You can use field-groups instead of internal tables, which can handle data efficiently.

Regards,

Ravi

Note : Please mark the helpful answers

former_member181966 · ‎05-15-2006

If you split up your file in 4 files and read it in a one shot in different internal tables . Then compare internal tables one by and then update the custom table.

OR

Load the file into internal table at one shot and after loading split it up to other internal tables and then compare with custom tables.

You can also download your custom table through SE16 and load the both files in to software ( WINMERGE )and it’ll tell you the difference in one shot . (if you only validate the data )

We use this software heavily to validate the data.
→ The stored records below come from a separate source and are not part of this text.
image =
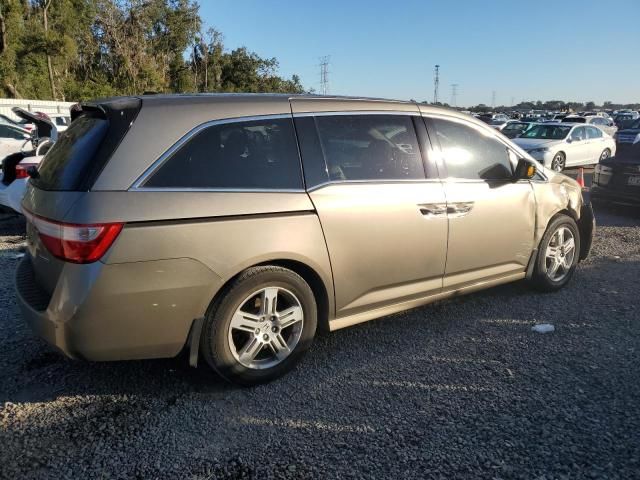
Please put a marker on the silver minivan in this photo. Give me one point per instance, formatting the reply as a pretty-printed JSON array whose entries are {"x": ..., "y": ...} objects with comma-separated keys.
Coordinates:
[{"x": 237, "y": 225}]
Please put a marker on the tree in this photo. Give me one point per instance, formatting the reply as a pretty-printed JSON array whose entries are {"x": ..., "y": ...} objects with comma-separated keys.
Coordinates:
[{"x": 79, "y": 49}]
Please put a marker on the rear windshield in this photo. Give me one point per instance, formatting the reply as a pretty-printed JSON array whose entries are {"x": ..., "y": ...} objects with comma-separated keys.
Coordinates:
[{"x": 64, "y": 165}]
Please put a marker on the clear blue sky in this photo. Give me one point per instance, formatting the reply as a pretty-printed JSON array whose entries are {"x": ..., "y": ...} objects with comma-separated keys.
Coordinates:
[{"x": 572, "y": 50}]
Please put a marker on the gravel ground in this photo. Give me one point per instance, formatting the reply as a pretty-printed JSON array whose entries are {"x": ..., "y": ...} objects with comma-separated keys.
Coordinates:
[{"x": 461, "y": 389}]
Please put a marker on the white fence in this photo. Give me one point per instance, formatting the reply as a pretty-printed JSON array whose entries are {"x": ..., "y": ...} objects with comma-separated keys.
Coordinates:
[{"x": 46, "y": 106}]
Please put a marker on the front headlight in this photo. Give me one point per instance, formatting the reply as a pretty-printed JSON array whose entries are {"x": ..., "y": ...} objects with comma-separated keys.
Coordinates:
[{"x": 539, "y": 150}]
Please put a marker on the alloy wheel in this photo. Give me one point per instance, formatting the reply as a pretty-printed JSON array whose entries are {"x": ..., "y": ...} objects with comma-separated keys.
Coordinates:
[
  {"x": 266, "y": 328},
  {"x": 560, "y": 254}
]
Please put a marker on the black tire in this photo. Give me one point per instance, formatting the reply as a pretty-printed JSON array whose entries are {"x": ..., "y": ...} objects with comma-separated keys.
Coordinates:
[
  {"x": 559, "y": 162},
  {"x": 540, "y": 279},
  {"x": 214, "y": 343}
]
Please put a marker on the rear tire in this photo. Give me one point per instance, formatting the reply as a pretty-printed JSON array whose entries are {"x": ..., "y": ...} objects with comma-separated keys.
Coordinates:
[
  {"x": 558, "y": 255},
  {"x": 260, "y": 326}
]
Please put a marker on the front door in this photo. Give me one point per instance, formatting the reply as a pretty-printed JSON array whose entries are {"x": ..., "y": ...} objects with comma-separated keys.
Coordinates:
[
  {"x": 384, "y": 221},
  {"x": 578, "y": 149},
  {"x": 491, "y": 218}
]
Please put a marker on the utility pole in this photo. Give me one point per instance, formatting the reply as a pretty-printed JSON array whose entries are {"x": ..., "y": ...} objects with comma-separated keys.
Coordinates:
[
  {"x": 324, "y": 74},
  {"x": 436, "y": 83},
  {"x": 454, "y": 94}
]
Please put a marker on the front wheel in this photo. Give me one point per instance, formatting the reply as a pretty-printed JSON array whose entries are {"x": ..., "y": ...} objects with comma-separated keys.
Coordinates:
[
  {"x": 260, "y": 326},
  {"x": 558, "y": 255}
]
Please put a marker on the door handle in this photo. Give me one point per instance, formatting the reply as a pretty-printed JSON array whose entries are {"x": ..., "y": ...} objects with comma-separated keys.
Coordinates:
[
  {"x": 459, "y": 209},
  {"x": 433, "y": 209}
]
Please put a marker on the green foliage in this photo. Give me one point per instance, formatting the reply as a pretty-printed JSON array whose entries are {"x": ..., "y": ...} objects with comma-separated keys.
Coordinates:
[{"x": 102, "y": 48}]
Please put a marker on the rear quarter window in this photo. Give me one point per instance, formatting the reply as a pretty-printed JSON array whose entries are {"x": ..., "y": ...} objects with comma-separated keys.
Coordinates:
[
  {"x": 65, "y": 164},
  {"x": 259, "y": 154}
]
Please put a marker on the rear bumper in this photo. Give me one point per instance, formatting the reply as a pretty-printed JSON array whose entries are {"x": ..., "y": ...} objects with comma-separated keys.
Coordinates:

Most of our end user and functional consultant use this to verify the data with SE16.

Hope this’ll give you idea!!

P.S award the points.

Good luck

Thanks

Saquib Khan

"Some are wise and some are otherwise"

FredericGirod · ‎05-15-2006

Hi David,

Parallel processing is not a solution, you will take all the memory of your SAP server.

Best maybe is to work with package size in the SELECT statement.

Or you could simply download the table in a flat file and just compare the two flat files.

Comparing flat file is not too hard, because they don't be store in the SAP memory, you could make the job line by line.

That will take a long time, but you will not kill your server.

Rgd

Frédéric

former_member927251 · ‎05-15-2006

Hi David,

Here is a rough idea for your problem.

You can make batches of 1000 records from the internal table and then you can start processing each batch parellely. It is possible.

Write a function module and call it in a DO LOOP and with the clause CALL FUNCTION 'ZCRM_TRIGGER_PH_STREAM'

STARTING NEW TASK gv_task_name

It will start a new task and go to the next iteration.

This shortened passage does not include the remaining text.